Mr. Market is beating up on the apparel and footwear maker for a variety of reasons. To start, its financial and operating results were underwhelming. Under Armour reported revenue of $1.1 billion, up 9%, with strong 20% growth in direct-to-consumer sales, while wholesale revenue was up 3%. Under Armour also reported a $12 million net loss in the quarter, for a loss of $0.03 per share, and a $5 million operating loss, as gross margin contracted 190 basis points to 45.8%.
The gross-margin contraction was due to a number of things, including an increasingly competitive environment in North America, and the big impact of several major retailer bankruptcies over the past couple of years cutting into the company's distribution footprint. Case in point: Under Armour's footwear business, which had been its fastest-growing segment for several years, reported a 2% revenue decline in the second quarter.
International sales continue to be a bright spot. While revenue was flat in North America, sales increased 57% in EMEA (Europe, Middle East, and Africa), 89% in Asia-Pacific, and 10% in Latin America. From a profitability perspective, Asia was the lone bright spot, reporting $15 million in operating income, up 54% year over year, and the only segment with positive operating income in the quarter and first half of the year.
Under Armour's founder and CEO Kevin Plank and his management team have acknowledged that it's time to make some changes. While the company had grown sales and operating income at incredibly high rates for years -- at one point the company reported over a decade of 10%-plus consecutive quarterly sales growth -- the competitive landscape has changed. The company's operating expenses are simply too high, which is a limiting factor on its ability to adapt and invest in the best growth opportunities. Furthermore, it's led to poor returns on the company's growth investments.
For this reason, the company is going to implement a restructuring plan to "more closely align its financial resources to support ... efforts to better serve the evolving needs of the changing consumer and customer landscape." In other words, management plans to be far more disciplined with capital, which should be a positive long-term development.

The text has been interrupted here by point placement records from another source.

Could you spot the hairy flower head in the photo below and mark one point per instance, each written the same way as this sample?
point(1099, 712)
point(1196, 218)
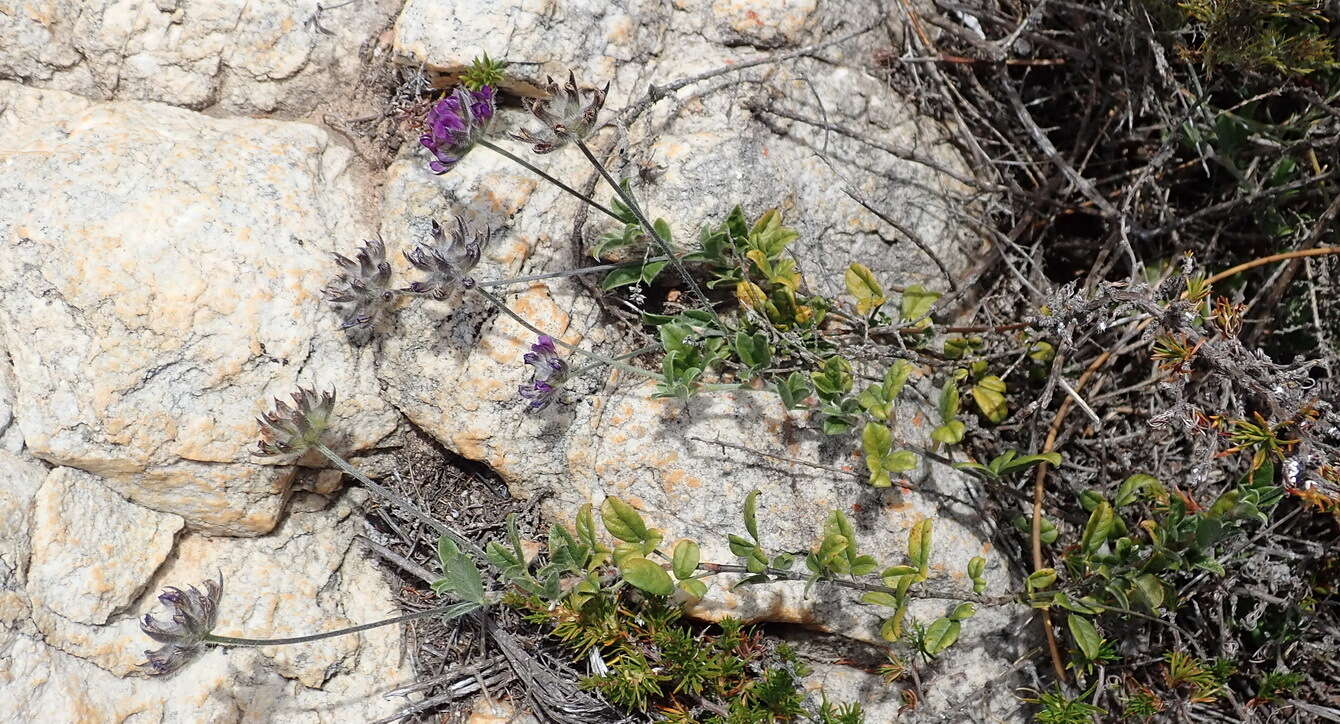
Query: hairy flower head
point(362, 290)
point(287, 431)
point(566, 114)
point(448, 263)
point(192, 617)
point(550, 373)
point(454, 124)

The bad news: This will cost up to $130 million in restructuring expenses and charges ($70 million of which is cash), and cost some 280 Under Armour employees their jobs.
The company is also taking a more segmented approach to managing its categories, expecting that more focus on the basketball, men's training, women's, running, and lifestyle product categories will drive better growth and lead to stronger long-term profitability.

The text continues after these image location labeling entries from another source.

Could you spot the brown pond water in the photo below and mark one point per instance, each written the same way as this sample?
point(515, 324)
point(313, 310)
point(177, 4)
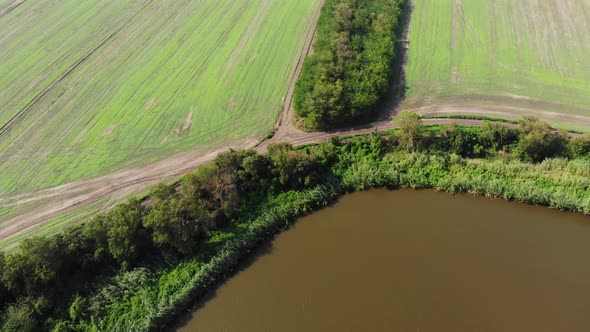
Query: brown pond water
point(413, 261)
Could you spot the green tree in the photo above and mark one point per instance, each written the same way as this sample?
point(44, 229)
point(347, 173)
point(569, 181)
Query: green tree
point(20, 318)
point(177, 223)
point(5, 297)
point(125, 233)
point(537, 141)
point(293, 169)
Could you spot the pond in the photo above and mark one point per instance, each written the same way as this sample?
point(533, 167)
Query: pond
point(412, 261)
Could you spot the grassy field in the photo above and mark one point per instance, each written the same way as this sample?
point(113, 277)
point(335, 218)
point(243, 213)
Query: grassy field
point(526, 54)
point(88, 87)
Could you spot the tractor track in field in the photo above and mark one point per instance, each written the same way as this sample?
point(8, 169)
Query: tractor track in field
point(23, 112)
point(12, 7)
point(45, 205)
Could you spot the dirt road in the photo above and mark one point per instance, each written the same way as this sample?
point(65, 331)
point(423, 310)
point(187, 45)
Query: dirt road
point(36, 208)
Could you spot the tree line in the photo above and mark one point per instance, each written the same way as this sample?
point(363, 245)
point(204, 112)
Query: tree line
point(352, 62)
point(40, 282)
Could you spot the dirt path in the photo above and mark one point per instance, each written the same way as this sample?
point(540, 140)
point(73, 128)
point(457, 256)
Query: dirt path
point(44, 205)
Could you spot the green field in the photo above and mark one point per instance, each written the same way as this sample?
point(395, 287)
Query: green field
point(88, 87)
point(526, 54)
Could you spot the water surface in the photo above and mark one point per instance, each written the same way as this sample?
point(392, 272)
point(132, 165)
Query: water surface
point(413, 261)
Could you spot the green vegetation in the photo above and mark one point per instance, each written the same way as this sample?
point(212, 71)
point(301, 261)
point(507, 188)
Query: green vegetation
point(90, 87)
point(351, 67)
point(532, 55)
point(134, 267)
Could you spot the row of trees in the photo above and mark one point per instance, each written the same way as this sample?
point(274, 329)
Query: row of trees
point(533, 140)
point(38, 281)
point(352, 63)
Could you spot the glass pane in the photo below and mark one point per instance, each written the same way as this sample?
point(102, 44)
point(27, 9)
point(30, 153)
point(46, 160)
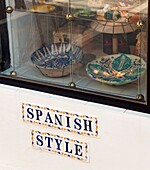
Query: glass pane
point(40, 47)
point(113, 37)
point(97, 46)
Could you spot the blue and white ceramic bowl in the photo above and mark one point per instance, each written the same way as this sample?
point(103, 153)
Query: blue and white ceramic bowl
point(54, 60)
point(117, 69)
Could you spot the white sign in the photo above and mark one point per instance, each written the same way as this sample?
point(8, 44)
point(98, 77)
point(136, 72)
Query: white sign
point(60, 145)
point(44, 116)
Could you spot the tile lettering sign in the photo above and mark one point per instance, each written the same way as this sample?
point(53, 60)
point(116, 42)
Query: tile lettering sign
point(60, 145)
point(71, 122)
point(44, 116)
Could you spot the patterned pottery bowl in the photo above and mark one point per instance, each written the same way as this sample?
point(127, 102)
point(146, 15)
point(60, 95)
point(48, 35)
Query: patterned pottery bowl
point(117, 69)
point(55, 60)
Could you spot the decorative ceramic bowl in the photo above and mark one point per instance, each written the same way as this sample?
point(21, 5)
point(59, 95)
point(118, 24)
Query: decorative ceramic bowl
point(55, 60)
point(116, 69)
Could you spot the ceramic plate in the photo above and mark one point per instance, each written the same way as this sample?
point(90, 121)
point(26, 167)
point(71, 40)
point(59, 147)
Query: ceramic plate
point(56, 56)
point(116, 69)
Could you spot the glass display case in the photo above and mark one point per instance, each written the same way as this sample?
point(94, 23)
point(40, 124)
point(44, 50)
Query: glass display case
point(95, 50)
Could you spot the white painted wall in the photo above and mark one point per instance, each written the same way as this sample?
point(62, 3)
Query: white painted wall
point(124, 142)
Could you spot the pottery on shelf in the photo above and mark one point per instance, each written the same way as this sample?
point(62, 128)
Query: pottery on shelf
point(55, 60)
point(116, 69)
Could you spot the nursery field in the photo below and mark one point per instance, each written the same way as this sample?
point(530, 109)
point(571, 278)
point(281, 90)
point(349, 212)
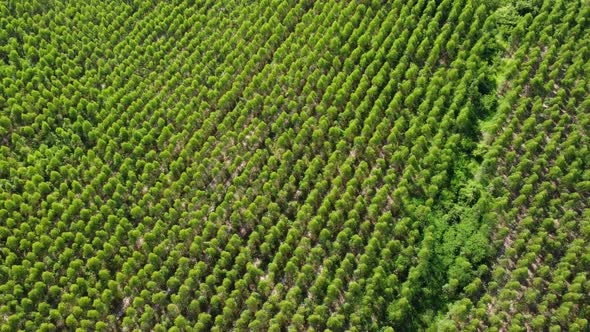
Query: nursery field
point(281, 165)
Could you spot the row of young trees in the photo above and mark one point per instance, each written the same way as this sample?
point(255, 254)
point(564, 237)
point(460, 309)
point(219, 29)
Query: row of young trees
point(263, 166)
point(536, 163)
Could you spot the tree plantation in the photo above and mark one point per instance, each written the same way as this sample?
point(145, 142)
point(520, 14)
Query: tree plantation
point(279, 165)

In part because of the restructuring plan, but mostly due to heightened competitive pressure in North America, management said it expects revenue to grow at a slower pace than previously expected, lowering full-year guidance to revenue growth of 9% to 11%, down from prior guidance for 11% to 12%. Gross margin is also expected to decline, falling 160 basis points by year-end, due to restructuring costs, inventory management, foreign-currency impact, and competitive pressures. Operating income is expected to be $160 million to $180 million on a GAAP basis, and $280 million to $300 million when adjusting for restructuring costs.
The big question that investors must ask today: Is the restructuring a serious plan to realign costs to better support strategic growth and deliver better returns, or is it just a cost-cutting exercise? With Plank maintaining firm control of the company, it's almost certainly the former.
If that does prove to be the case, the odds are probably in Plank's favor that Under Armour, which still commands powerful brand equity and is growing in very important international markets, will be in far better shape, and selling a lot more goods, in years to come.